Thus, the precursor vesicles do contain the minimal machinery for fusion. As long as the vesicles are in motion they will be unable to dock to each other and fuse. But we have already alluded (step 6) to the formation of bundles of precursor vesicles along the axon. Would the bundled vesicles fuse to each other? They might, but this would be rather irrelevant – it would not make the precursor vesicles any better or worse, from the point of view of SV recycling.

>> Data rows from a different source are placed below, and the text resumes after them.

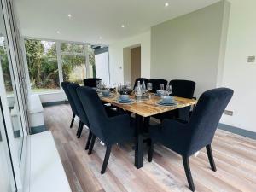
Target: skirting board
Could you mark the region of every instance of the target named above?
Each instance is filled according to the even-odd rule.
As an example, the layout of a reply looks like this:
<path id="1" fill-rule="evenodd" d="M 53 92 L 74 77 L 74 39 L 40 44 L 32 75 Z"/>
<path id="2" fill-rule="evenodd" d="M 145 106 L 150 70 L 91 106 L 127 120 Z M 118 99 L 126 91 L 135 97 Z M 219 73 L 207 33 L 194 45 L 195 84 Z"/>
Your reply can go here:
<path id="1" fill-rule="evenodd" d="M 31 127 L 30 130 L 32 135 L 48 131 L 45 125 Z"/>
<path id="2" fill-rule="evenodd" d="M 218 124 L 218 129 L 256 140 L 256 132 L 253 132 L 251 131 L 237 128 L 225 124 Z"/>
<path id="3" fill-rule="evenodd" d="M 68 101 L 59 101 L 59 102 L 43 102 L 43 108 L 49 107 L 54 105 L 61 105 L 61 104 L 67 104 L 69 103 Z"/>

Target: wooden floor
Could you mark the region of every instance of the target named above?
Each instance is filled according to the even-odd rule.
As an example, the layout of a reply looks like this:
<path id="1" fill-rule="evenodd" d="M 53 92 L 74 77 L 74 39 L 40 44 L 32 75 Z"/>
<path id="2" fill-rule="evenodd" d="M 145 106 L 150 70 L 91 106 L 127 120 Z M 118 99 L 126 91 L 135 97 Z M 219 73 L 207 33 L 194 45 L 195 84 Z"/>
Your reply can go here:
<path id="1" fill-rule="evenodd" d="M 75 191 L 189 191 L 182 159 L 155 146 L 154 160 L 134 166 L 132 144 L 113 148 L 107 172 L 100 174 L 104 146 L 99 141 L 91 155 L 84 150 L 88 130 L 76 137 L 78 122 L 69 128 L 69 105 L 44 108 L 45 124 L 52 131 L 71 189 Z M 120 126 L 120 129 L 122 127 Z M 218 131 L 212 143 L 217 172 L 211 171 L 206 150 L 190 158 L 197 191 L 256 191 L 256 141 Z"/>

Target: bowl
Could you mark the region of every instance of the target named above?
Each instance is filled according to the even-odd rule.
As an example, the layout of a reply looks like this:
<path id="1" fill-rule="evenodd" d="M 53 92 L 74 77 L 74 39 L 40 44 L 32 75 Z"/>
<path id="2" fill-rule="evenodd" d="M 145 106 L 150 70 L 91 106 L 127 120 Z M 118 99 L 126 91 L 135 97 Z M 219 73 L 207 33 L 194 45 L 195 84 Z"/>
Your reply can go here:
<path id="1" fill-rule="evenodd" d="M 126 100 L 129 100 L 130 98 L 129 98 L 129 95 L 120 95 L 119 96 L 119 99 L 121 100 L 121 101 L 126 101 Z"/>
<path id="2" fill-rule="evenodd" d="M 109 96 L 109 93 L 110 93 L 110 90 L 102 90 L 102 95 L 104 96 Z"/>
<path id="3" fill-rule="evenodd" d="M 173 102 L 173 97 L 170 96 L 165 96 L 162 97 L 162 101 L 165 103 L 172 103 Z"/>
<path id="4" fill-rule="evenodd" d="M 161 96 L 162 95 L 164 95 L 164 93 L 165 93 L 165 90 L 156 90 L 156 95 L 158 96 Z"/>

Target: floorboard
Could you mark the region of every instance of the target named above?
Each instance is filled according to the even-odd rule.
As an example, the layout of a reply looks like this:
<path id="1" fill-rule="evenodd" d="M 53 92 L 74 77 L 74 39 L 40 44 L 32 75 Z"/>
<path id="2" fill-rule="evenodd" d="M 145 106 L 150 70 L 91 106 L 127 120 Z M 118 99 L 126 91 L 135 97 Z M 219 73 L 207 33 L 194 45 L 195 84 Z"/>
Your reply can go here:
<path id="1" fill-rule="evenodd" d="M 84 129 L 76 137 L 79 122 L 70 129 L 69 105 L 44 108 L 46 126 L 53 133 L 66 174 L 73 192 L 190 191 L 182 158 L 168 148 L 156 145 L 151 163 L 134 166 L 132 143 L 113 147 L 104 175 L 100 171 L 105 147 L 96 140 L 93 153 L 84 150 L 89 134 Z M 121 128 L 121 127 L 120 127 Z M 256 191 L 256 141 L 218 130 L 212 145 L 217 172 L 210 169 L 206 149 L 190 158 L 196 191 Z"/>

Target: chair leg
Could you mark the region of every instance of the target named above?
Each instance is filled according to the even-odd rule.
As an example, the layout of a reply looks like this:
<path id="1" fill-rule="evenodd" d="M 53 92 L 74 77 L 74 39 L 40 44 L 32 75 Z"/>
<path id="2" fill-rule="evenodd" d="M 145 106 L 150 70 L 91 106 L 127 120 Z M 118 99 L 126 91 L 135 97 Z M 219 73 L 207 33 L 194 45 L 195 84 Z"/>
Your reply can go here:
<path id="1" fill-rule="evenodd" d="M 110 156 L 110 152 L 111 152 L 111 145 L 107 146 L 105 158 L 104 158 L 104 161 L 103 161 L 102 171 L 101 171 L 102 174 L 104 174 L 106 172 L 108 162 L 109 156 Z"/>
<path id="2" fill-rule="evenodd" d="M 78 131 L 77 131 L 77 136 L 79 136 L 79 134 L 81 124 L 82 124 L 82 121 L 80 120 L 79 125 L 79 128 L 78 128 Z"/>
<path id="3" fill-rule="evenodd" d="M 152 162 L 153 153 L 154 153 L 154 143 L 153 143 L 152 140 L 150 139 L 149 148 L 148 148 L 148 162 Z"/>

A more complex problem is fusion to the plasma membrane. This should not happen, as it would have serious consequences: the intermixing of cargo with the membrane of the axon, and substantial energy loss (due to the subsequent retrieval of molecules). SNAREs such as syntaxin 1 and SNAP-25 are present in high numbers along the axon (Punge et al, 2008; Ribrault et al, 2011), perhaps about as much as at active zones (Holderith et al, 2012), so again the minimal conditions for fusion are met. As long as the vesicles are in motion, they will not fuse – but what prevents them from docking to the axon? SNAREs themselves do not participate in docking (Geumann et al, 2008), but it is unclear whether this explanation is sufficient. It is possible that the SNAREs along the axon are less fusogenic, held in clustered forms that do not participate in SNARE complexing (Sieber et al, 2007; Bethani et al, 2009; Lang & Rizzoli, 2010). However, this phenomenon remains somewhat of a puzzle. Note that the fusion along the axon is not a mere hypothesis: it takes place abundantly in immature axons. For example, the removal of the cell adhesion molecule NCAM (a controller of synaptic maturation) results in ample exocytosis and vesicle recycling along the axon (Polo-Parada et al, 2001; Ryan, 2001).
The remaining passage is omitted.